#1
Any criticism/tips would be appreciated! The song is about someone i care about and my fear of them bexoming addicted to drugs. Only one verse and chorus so far. Thanks!

You're setting fires in the sky
While Dropping bombs up in my mind
The only one i thought i knew
But all she wanted to do is fly

You can see it in her pale green eyes
All she ever wanted was to feel alive
Shes dead when you look on the inside
But all she wanted to do is fly

(CHORUS)

There ain't nothing that can make her come down
She just goes without making a sound,
Any deeper and she'd surely drown
but shes happy sitting in the clouds

Her mouths forever quiet but her brain's so loud,
this is the only pleasure that she has found
Only got herself to try and make proud
When shes happy siting in the clouds
#2
I think it's good, it'd be better if you could record it just a little bit, but it's very poetic, which is a good thing. Very good. I can't write lyrics. I'm just not very good at it. I can write guitar parts very easily, but Lyrics i"m not very good with.
#4
Very nice lyrics. The only critique I can give is drop the "up" in the line "While dropping bombs up in my mind". To me it sounds like dropping bombs up.
I can really tell this means a lot to you. Please post a recording when it's finished, and good luck.
#5
You're setting fires in the sky
Why would she if she wanted to be ''happy siting in the clouds''

While Dropping bombs up in my mind
Dropping and up are 'opposition' from each other.
Try to avoid that kind of things in one the same sentence.

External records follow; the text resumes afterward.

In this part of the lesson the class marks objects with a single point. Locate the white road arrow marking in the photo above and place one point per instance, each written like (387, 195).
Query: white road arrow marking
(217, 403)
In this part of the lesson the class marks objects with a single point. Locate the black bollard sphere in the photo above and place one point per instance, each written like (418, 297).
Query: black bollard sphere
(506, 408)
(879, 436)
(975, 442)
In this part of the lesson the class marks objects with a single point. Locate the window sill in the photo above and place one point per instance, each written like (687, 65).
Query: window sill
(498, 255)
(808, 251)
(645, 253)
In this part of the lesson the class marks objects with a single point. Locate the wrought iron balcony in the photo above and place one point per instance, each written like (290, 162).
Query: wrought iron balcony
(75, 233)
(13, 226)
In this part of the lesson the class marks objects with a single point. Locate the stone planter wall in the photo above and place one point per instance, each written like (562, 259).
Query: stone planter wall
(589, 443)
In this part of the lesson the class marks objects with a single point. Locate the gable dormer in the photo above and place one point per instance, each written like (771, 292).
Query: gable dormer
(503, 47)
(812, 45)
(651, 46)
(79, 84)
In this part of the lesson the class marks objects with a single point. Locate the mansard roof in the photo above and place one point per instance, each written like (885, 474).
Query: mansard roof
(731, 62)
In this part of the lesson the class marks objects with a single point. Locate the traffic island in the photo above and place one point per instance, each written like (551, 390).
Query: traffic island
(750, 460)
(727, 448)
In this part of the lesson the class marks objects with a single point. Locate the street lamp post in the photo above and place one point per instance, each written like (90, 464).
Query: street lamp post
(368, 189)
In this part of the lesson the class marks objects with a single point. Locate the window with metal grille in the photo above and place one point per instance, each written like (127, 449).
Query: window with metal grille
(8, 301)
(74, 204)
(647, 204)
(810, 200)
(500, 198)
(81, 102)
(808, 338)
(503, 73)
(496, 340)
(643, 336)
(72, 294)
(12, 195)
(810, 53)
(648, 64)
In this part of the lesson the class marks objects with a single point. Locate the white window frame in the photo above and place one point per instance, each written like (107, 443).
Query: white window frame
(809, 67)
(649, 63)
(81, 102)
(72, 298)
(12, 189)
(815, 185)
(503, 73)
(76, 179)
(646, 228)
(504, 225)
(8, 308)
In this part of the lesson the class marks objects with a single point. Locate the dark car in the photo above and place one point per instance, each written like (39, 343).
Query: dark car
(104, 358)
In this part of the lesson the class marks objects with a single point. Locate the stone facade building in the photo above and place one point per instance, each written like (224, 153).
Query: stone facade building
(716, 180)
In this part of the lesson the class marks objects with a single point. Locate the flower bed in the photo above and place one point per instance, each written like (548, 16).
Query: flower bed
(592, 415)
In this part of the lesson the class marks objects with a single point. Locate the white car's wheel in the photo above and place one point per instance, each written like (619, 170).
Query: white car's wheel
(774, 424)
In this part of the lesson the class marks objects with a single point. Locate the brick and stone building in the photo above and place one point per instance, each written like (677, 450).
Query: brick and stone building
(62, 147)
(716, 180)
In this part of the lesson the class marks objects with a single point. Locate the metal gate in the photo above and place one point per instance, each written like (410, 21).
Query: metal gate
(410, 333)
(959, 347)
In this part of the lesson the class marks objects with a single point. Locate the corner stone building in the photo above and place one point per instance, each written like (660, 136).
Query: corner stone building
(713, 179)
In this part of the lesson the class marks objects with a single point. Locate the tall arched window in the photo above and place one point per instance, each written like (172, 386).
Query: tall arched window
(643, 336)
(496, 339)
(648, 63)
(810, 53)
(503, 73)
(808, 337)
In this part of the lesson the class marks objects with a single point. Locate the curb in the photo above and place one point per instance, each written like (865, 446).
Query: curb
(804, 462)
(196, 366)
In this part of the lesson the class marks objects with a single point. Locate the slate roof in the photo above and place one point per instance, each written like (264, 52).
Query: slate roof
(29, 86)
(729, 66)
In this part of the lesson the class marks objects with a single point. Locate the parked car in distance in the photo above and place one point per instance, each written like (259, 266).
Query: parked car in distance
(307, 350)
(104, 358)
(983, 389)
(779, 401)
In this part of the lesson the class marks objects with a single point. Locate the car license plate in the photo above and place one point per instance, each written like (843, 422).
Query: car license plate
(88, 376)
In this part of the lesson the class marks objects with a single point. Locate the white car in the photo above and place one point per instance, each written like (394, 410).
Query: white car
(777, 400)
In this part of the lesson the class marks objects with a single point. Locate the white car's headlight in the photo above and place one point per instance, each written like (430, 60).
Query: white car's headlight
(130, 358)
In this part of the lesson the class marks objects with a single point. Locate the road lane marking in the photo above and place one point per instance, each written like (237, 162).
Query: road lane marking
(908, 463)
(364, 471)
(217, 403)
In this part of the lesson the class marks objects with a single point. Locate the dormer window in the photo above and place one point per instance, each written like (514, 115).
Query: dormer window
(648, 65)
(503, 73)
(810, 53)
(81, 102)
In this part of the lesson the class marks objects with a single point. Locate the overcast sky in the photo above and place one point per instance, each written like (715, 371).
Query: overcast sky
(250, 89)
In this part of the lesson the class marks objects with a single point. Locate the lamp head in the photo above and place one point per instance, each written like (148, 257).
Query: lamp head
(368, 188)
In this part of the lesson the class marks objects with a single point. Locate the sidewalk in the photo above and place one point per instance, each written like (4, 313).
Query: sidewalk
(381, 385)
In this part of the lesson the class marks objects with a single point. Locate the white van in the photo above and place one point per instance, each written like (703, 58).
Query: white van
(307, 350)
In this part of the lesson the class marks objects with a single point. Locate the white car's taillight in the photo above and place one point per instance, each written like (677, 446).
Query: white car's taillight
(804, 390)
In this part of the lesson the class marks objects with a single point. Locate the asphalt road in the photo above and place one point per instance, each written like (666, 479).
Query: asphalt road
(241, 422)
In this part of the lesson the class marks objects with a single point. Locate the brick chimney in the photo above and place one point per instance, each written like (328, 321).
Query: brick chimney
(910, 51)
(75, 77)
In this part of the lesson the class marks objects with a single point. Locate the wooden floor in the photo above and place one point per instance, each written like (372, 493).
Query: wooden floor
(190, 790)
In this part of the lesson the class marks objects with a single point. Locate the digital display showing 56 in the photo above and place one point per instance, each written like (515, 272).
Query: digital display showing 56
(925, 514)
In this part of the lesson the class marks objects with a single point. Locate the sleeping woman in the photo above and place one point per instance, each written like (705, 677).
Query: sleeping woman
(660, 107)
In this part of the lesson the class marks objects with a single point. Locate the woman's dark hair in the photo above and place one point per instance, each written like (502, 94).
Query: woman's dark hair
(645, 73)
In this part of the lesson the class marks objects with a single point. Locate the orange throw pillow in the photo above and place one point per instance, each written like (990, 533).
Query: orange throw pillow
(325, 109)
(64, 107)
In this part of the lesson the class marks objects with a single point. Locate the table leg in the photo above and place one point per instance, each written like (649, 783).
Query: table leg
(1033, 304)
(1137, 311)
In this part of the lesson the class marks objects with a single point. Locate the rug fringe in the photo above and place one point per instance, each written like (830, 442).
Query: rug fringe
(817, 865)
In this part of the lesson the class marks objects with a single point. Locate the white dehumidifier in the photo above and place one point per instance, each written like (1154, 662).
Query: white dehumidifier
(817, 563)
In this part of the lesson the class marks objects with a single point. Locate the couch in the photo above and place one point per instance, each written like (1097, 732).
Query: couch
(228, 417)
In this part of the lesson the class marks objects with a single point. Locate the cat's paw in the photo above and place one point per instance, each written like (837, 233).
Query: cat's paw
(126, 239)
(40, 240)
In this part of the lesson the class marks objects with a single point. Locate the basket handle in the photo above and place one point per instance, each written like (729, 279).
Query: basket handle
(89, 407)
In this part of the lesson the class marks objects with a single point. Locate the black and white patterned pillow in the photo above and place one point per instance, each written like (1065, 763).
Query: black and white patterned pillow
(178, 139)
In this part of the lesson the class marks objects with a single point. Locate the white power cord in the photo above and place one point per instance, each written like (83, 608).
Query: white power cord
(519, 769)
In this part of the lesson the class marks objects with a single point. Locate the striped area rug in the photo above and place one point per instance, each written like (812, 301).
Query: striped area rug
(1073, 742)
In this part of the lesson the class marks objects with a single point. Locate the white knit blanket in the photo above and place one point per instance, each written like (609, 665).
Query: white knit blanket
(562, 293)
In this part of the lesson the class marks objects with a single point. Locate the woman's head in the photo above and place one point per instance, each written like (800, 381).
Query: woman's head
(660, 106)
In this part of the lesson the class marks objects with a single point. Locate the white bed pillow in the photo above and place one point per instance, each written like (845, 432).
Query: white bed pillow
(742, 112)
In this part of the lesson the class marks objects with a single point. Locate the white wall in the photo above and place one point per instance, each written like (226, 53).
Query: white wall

You can see it in her pale green eyes
All she ever wanted was to feel alive

Like the fact you say: ''pale green.''
Those little details are making a song better.
I like that part yes.

Shes dead when you look on the inside
Cliché and overused. Try to make it more your own.


Any deeper and she'd surely drown (?)
but shes happy sitting in the clouds. (:

Her mouths forever quiet but her brain's so loud,
I don't think you can be happy, all on your own without speaking if it's just
you...getting crazy from your own thoughts... maybe just something to look at.


Ohwell, that's it. Sorry for my english. Hope I could help.